I nervously checked through the window whether our plane was there–it was–and tried to remember if it was the right kind. I’ve told you about this before, right? Some models of plane have a closet or a compartment that’s the right size for a guitar to fit, and some airlines will let you carry a guitar on even though it’s bigger than the regulation bin. I was a lot less nervous about being able to beg my way into that coat closet when I had a ticket in first class, which this time thankfully I did. (Louis, too. I wondered who had booked the tickets.)

That didn’t mean I wasn’t a little anxious, though. The thing about the Ovation was that because it wasn’t a special signature model or a one-of-a-kind, it wouldn’t be a career-ending disaster if they put it in the hold and it got cracked or smashed to pieces. But, man, it would hurt.

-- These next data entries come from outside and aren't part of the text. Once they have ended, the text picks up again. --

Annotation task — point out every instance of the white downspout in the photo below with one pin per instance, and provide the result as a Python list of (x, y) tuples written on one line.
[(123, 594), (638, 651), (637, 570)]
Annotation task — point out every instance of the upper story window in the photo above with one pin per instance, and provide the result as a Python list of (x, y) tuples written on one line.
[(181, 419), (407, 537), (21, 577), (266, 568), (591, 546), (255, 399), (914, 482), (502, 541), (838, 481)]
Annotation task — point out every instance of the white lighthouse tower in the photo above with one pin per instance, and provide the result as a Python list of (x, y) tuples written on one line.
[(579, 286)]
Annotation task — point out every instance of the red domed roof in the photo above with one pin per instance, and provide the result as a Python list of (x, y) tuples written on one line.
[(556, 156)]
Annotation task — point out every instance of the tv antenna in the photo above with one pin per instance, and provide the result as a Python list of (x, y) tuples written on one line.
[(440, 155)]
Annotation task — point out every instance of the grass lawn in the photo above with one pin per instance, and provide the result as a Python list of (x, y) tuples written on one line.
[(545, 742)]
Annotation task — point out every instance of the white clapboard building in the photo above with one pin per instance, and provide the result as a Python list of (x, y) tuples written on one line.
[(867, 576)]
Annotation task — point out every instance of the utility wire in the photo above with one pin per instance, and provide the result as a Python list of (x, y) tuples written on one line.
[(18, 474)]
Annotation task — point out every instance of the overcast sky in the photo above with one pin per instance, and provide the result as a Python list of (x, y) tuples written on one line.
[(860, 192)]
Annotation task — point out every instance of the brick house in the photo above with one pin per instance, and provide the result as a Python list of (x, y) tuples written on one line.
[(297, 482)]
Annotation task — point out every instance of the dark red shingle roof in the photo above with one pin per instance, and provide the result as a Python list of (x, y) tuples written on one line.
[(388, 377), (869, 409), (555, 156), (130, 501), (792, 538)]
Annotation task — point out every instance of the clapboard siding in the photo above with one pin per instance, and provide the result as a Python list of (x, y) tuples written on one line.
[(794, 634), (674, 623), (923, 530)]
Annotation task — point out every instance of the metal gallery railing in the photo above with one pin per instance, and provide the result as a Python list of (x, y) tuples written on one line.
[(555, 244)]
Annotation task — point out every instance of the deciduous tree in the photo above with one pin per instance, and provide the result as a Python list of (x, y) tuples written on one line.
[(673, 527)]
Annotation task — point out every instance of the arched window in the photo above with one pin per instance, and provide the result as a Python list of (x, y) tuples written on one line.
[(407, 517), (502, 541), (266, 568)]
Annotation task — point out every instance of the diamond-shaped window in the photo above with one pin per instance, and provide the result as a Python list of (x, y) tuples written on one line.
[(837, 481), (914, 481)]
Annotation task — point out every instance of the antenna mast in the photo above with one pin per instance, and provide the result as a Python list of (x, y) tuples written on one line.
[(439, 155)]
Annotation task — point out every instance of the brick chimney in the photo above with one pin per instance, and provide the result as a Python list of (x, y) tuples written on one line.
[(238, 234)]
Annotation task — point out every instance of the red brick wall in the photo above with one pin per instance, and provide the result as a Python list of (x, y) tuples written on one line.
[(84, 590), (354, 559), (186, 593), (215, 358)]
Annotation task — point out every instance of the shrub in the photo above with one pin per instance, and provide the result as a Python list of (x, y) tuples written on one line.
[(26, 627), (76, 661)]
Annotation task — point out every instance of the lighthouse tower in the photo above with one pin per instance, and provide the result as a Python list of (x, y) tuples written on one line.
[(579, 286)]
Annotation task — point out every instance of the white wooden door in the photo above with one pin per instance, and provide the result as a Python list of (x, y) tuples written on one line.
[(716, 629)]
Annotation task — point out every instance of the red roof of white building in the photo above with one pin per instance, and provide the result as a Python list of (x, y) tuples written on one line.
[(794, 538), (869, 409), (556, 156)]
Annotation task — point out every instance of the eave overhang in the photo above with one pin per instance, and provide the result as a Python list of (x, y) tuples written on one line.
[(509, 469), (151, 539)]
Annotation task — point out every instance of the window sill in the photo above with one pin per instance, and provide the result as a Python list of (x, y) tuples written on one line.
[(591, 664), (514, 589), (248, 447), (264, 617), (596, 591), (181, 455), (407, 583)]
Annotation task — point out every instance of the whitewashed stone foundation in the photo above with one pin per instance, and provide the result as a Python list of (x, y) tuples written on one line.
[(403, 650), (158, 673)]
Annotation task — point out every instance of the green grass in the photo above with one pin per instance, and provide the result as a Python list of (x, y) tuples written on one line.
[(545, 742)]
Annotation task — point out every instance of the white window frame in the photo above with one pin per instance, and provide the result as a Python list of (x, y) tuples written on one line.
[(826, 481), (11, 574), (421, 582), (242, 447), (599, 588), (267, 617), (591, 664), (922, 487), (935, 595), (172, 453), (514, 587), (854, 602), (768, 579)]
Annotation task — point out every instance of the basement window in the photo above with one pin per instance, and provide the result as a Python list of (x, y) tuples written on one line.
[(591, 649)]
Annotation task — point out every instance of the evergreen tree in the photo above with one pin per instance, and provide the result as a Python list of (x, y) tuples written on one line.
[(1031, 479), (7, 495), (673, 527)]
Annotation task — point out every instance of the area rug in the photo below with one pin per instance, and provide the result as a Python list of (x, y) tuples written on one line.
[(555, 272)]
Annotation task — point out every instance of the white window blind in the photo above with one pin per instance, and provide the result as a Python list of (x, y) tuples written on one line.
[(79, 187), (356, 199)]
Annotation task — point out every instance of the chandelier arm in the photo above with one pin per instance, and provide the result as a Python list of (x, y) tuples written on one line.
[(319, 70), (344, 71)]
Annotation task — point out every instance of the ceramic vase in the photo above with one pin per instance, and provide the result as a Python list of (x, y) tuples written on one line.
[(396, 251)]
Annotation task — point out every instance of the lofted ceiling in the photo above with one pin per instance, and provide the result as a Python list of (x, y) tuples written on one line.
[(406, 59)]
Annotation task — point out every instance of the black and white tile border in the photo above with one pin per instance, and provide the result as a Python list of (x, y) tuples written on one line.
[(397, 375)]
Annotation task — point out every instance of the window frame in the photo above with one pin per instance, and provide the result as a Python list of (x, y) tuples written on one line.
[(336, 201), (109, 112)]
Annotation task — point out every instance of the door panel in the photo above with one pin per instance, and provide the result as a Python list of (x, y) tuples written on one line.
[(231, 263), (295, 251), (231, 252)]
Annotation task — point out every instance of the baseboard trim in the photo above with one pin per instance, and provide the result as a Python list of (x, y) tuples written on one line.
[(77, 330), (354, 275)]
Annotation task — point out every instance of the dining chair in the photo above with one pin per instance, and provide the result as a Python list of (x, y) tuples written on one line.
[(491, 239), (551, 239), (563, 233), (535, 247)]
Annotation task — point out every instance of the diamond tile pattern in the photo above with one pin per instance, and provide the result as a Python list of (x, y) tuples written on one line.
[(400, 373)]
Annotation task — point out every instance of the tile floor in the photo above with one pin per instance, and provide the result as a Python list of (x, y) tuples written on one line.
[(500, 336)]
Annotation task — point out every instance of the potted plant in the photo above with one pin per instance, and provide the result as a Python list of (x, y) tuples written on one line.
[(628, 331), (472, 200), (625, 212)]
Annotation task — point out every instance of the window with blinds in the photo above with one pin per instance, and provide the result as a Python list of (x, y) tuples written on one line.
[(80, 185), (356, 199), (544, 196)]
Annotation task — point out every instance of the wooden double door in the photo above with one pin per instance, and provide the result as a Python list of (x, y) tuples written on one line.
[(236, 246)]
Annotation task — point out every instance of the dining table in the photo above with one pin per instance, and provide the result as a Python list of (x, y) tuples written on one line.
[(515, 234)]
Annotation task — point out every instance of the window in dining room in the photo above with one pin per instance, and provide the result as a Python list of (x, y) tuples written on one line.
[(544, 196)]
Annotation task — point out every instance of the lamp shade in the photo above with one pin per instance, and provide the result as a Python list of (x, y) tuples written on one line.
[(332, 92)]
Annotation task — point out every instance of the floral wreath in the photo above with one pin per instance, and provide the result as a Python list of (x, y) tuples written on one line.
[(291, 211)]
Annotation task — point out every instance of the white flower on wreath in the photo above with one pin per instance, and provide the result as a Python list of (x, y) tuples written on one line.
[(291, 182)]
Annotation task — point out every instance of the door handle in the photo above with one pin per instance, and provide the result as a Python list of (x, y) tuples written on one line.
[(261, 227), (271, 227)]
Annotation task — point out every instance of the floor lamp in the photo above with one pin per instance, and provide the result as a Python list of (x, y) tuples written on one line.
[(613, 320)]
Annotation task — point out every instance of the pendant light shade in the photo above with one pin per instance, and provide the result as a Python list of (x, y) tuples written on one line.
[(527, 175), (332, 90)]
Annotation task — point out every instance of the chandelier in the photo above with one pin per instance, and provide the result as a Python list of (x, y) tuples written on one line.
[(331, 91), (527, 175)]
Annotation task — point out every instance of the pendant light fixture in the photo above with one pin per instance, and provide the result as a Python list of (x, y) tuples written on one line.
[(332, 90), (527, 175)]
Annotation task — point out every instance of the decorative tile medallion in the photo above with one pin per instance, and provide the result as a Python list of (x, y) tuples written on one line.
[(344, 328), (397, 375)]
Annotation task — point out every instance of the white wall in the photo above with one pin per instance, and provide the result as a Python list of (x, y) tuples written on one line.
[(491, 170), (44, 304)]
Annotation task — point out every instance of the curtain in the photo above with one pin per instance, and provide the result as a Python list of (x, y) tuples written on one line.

It’s not just sentimentality, either, that this guitar had been with me every mile of my journey so far, though that’s certainly true. It’s also that the more an acoustic guitar is played, the better it ages, the more resonant the wood gets. If I had to move to the backup guitar, even though it was the same model, it wouldn’t be the same. The difference is subtle, though. To the audience, to everyone in the world except me, it wouldn’t sound detectably different. But I’d know. Same if it got broken and had to be repaired. I’d know.

I just didn’t want to have to go down that road. So I was anxious until the moment I saw them tuck the case into the compartment beside a garment bag. Then I sat down in a first class seat so wide it was like Captain Kirk’s chair in old Star Trek. I had the window and Louis was next to me. He flagged down a stewardess immediately and ordered two Jack Daniels, one for me.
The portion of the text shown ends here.